Friday, January 28, 2011

Going To The Chapel… Going To Get Buried

Title:  Wedding Slashers
Actors/Director/Anything Worth Mentioning Right Away:  This movie doesn’t star anyone you probably know and it was directed by Carlos Scott, who is no relation to Ridley and Tony.
Introduction:  This movie came from Walgreens for four dollars.  I mainly bought it because I thought the title was clever and had seen such generally bad reviews of it online.
Location:  They’re… going to the chapel and they’re… going to get buried…  This movie takes place primarily in a church, as the time is mostly the day of the wedding.  Though it could just be a VFW or something of equal value because, well, what makes an inside of a church, right?  (And they didn’t show a lot of the typical “inside of the church” things you’d think you’d see).

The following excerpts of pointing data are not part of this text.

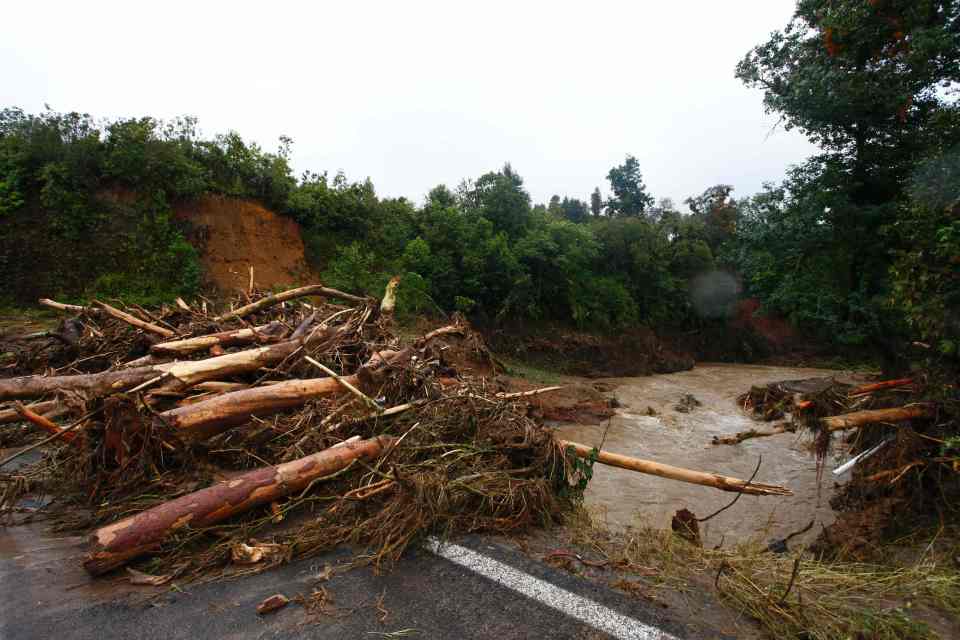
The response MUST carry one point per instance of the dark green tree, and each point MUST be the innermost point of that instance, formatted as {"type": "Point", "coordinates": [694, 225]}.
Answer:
{"type": "Point", "coordinates": [630, 197]}
{"type": "Point", "coordinates": [865, 81]}
{"type": "Point", "coordinates": [596, 203]}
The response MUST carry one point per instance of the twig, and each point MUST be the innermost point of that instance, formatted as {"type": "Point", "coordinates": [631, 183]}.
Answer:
{"type": "Point", "coordinates": [793, 577]}
{"type": "Point", "coordinates": [370, 402]}
{"type": "Point", "coordinates": [51, 438]}
{"type": "Point", "coordinates": [737, 497]}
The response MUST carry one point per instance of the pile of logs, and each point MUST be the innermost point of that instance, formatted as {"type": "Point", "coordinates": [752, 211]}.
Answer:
{"type": "Point", "coordinates": [260, 373]}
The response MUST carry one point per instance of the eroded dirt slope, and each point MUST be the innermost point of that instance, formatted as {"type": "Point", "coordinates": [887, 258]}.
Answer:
{"type": "Point", "coordinates": [233, 234]}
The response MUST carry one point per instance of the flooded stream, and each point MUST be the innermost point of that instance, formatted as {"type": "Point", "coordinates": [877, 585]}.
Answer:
{"type": "Point", "coordinates": [683, 439]}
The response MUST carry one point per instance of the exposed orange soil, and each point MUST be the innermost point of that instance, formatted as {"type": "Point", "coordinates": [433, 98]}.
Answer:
{"type": "Point", "coordinates": [233, 234]}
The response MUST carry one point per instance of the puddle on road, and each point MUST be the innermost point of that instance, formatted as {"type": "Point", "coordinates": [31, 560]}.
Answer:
{"type": "Point", "coordinates": [683, 439]}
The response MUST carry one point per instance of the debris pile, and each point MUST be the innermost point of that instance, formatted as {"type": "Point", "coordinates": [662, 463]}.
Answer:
{"type": "Point", "coordinates": [903, 449]}
{"type": "Point", "coordinates": [199, 442]}
{"type": "Point", "coordinates": [194, 442]}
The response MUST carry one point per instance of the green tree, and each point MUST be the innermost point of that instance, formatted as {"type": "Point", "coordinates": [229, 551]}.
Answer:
{"type": "Point", "coordinates": [864, 81]}
{"type": "Point", "coordinates": [596, 203]}
{"type": "Point", "coordinates": [630, 197]}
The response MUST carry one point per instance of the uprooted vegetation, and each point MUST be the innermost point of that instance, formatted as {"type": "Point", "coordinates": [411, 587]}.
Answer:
{"type": "Point", "coordinates": [396, 446]}
{"type": "Point", "coordinates": [795, 594]}
{"type": "Point", "coordinates": [203, 445]}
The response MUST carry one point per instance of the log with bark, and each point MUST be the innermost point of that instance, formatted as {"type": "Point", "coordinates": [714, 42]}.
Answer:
{"type": "Point", "coordinates": [880, 386]}
{"type": "Point", "coordinates": [217, 414]}
{"type": "Point", "coordinates": [70, 308]}
{"type": "Point", "coordinates": [95, 384]}
{"type": "Point", "coordinates": [117, 543]}
{"type": "Point", "coordinates": [715, 480]}
{"type": "Point", "coordinates": [43, 422]}
{"type": "Point", "coordinates": [859, 419]}
{"type": "Point", "coordinates": [179, 375]}
{"type": "Point", "coordinates": [265, 333]}
{"type": "Point", "coordinates": [739, 437]}
{"type": "Point", "coordinates": [291, 294]}
{"type": "Point", "coordinates": [134, 321]}
{"type": "Point", "coordinates": [48, 408]}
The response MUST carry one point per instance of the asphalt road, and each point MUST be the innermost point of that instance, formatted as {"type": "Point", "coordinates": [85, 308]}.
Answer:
{"type": "Point", "coordinates": [487, 590]}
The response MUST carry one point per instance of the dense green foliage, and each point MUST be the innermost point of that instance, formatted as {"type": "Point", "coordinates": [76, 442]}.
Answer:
{"type": "Point", "coordinates": [86, 205]}
{"type": "Point", "coordinates": [859, 243]}
{"type": "Point", "coordinates": [483, 249]}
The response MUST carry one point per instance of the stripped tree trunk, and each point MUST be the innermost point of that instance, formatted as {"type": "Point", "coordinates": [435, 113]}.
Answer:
{"type": "Point", "coordinates": [859, 419]}
{"type": "Point", "coordinates": [269, 301]}
{"type": "Point", "coordinates": [59, 306]}
{"type": "Point", "coordinates": [92, 383]}
{"type": "Point", "coordinates": [879, 386]}
{"type": "Point", "coordinates": [48, 408]}
{"type": "Point", "coordinates": [115, 544]}
{"type": "Point", "coordinates": [136, 322]}
{"type": "Point", "coordinates": [212, 416]}
{"type": "Point", "coordinates": [717, 481]}
{"type": "Point", "coordinates": [267, 332]}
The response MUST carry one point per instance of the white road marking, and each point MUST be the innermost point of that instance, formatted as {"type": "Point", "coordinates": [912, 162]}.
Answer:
{"type": "Point", "coordinates": [583, 609]}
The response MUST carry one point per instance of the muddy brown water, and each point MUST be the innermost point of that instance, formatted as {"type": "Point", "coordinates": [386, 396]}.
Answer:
{"type": "Point", "coordinates": [624, 497]}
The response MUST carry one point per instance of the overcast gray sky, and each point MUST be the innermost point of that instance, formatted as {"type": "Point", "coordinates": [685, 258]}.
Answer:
{"type": "Point", "coordinates": [413, 94]}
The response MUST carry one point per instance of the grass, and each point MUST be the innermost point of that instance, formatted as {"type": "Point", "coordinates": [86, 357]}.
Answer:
{"type": "Point", "coordinates": [531, 372]}
{"type": "Point", "coordinates": [793, 595]}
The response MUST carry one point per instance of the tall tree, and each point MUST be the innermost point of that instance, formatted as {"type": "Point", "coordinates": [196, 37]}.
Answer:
{"type": "Point", "coordinates": [596, 202]}
{"type": "Point", "coordinates": [630, 197]}
{"type": "Point", "coordinates": [868, 82]}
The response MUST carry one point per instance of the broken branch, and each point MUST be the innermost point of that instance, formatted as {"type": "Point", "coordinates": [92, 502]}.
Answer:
{"type": "Point", "coordinates": [859, 419]}
{"type": "Point", "coordinates": [269, 301]}
{"type": "Point", "coordinates": [115, 544]}
{"type": "Point", "coordinates": [717, 481]}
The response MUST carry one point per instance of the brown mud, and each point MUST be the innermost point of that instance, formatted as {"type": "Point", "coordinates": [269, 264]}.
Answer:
{"type": "Point", "coordinates": [648, 425]}
{"type": "Point", "coordinates": [233, 234]}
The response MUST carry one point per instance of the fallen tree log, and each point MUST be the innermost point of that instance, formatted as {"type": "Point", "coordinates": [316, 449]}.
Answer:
{"type": "Point", "coordinates": [117, 543]}
{"type": "Point", "coordinates": [59, 306]}
{"type": "Point", "coordinates": [90, 383]}
{"type": "Point", "coordinates": [859, 419]}
{"type": "Point", "coordinates": [217, 414]}
{"type": "Point", "coordinates": [44, 423]}
{"type": "Point", "coordinates": [291, 294]}
{"type": "Point", "coordinates": [48, 408]}
{"type": "Point", "coordinates": [134, 321]}
{"type": "Point", "coordinates": [717, 481]}
{"type": "Point", "coordinates": [739, 437]}
{"type": "Point", "coordinates": [183, 374]}
{"type": "Point", "coordinates": [879, 386]}
{"type": "Point", "coordinates": [267, 332]}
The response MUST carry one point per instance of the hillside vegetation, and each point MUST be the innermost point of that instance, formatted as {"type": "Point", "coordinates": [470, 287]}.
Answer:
{"type": "Point", "coordinates": [858, 244]}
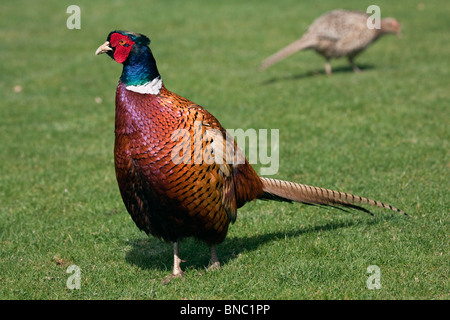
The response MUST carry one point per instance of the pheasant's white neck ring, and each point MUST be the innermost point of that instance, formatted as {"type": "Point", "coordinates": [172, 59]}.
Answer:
{"type": "Point", "coordinates": [151, 87]}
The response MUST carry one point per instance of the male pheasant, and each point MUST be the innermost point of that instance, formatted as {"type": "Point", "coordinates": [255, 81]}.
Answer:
{"type": "Point", "coordinates": [179, 172]}
{"type": "Point", "coordinates": [337, 34]}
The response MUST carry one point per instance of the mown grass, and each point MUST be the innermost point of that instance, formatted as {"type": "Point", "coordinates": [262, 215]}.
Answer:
{"type": "Point", "coordinates": [382, 133]}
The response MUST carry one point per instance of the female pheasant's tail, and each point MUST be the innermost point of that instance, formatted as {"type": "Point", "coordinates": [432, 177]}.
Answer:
{"type": "Point", "coordinates": [289, 191]}
{"type": "Point", "coordinates": [300, 44]}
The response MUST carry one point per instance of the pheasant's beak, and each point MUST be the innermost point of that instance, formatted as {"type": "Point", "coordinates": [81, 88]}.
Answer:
{"type": "Point", "coordinates": [103, 48]}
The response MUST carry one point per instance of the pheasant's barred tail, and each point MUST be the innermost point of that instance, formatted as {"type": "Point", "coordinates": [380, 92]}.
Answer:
{"type": "Point", "coordinates": [290, 191]}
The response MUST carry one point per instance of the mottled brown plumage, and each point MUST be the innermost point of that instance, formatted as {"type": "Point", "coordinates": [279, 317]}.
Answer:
{"type": "Point", "coordinates": [337, 34]}
{"type": "Point", "coordinates": [179, 172]}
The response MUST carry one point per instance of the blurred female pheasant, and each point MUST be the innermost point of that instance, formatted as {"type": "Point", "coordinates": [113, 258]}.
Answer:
{"type": "Point", "coordinates": [335, 34]}
{"type": "Point", "coordinates": [197, 194]}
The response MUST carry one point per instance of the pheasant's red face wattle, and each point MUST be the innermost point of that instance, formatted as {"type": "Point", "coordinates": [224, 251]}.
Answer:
{"type": "Point", "coordinates": [122, 45]}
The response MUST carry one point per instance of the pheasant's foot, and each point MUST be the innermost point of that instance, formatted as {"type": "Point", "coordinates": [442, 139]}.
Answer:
{"type": "Point", "coordinates": [214, 263]}
{"type": "Point", "coordinates": [172, 276]}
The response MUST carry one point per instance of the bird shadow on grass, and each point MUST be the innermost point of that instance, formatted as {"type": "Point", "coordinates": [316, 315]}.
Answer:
{"type": "Point", "coordinates": [309, 74]}
{"type": "Point", "coordinates": [151, 253]}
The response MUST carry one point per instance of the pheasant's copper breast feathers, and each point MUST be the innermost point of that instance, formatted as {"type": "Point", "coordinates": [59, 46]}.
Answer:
{"type": "Point", "coordinates": [192, 195]}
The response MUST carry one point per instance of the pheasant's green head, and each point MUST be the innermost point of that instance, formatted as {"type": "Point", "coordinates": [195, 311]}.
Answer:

Plot:  This girl has some kind of curse put on her, which she eventually ends up explaining.  See, she was supposed to marry her cousin (or brother or something, does it matter?  Inbreeding is inbreeding, people!) and then she got out of it somehow and now every time she tries to get married her family kills everyone involved.   It’s kind of like a Disney movie and she’s just waiting for her handsome prince to come along and save her.   As far as stories go, I’ve heard a lot of the curse stories, but I don’t believe I’d heard this one before.   Definite points for a new spin on a classic idea.
Acting:  Nothing too bad, nothing too good.  It flowed and got me sucked in, but if I never see any of these people in a movie again…
Production:  It had good production value, actually.  Think of most any movie you’ve seen that involves a wedding scene and that’s what this is like.   One big, long, bloody wedding scene.
Sex/Nudity:  Nope.  Not really.   Just people getting killed.
Special Effects:  The single scene that is still my favorite in this movie is when she is being chased by (I think) her brother.  He pulls a knife from out of nowhere (I mean, he’s wearing overalls, and it’s one of those kitchen knives that the blade doesn’t retract so anywhere he had it on his person would’ve resulted in him stabbing himself), but the best part is he does so while chasing this girl in perhaps the single slowest chase scene ever.   While watching it I actually thought the chase scene was filmed in slow motion and it might have been.   Oh, it’s hilarious.
Overall Verdict:  You should see this movie.   I’m going to watch it again and again.   And laugh and laugh and laugh.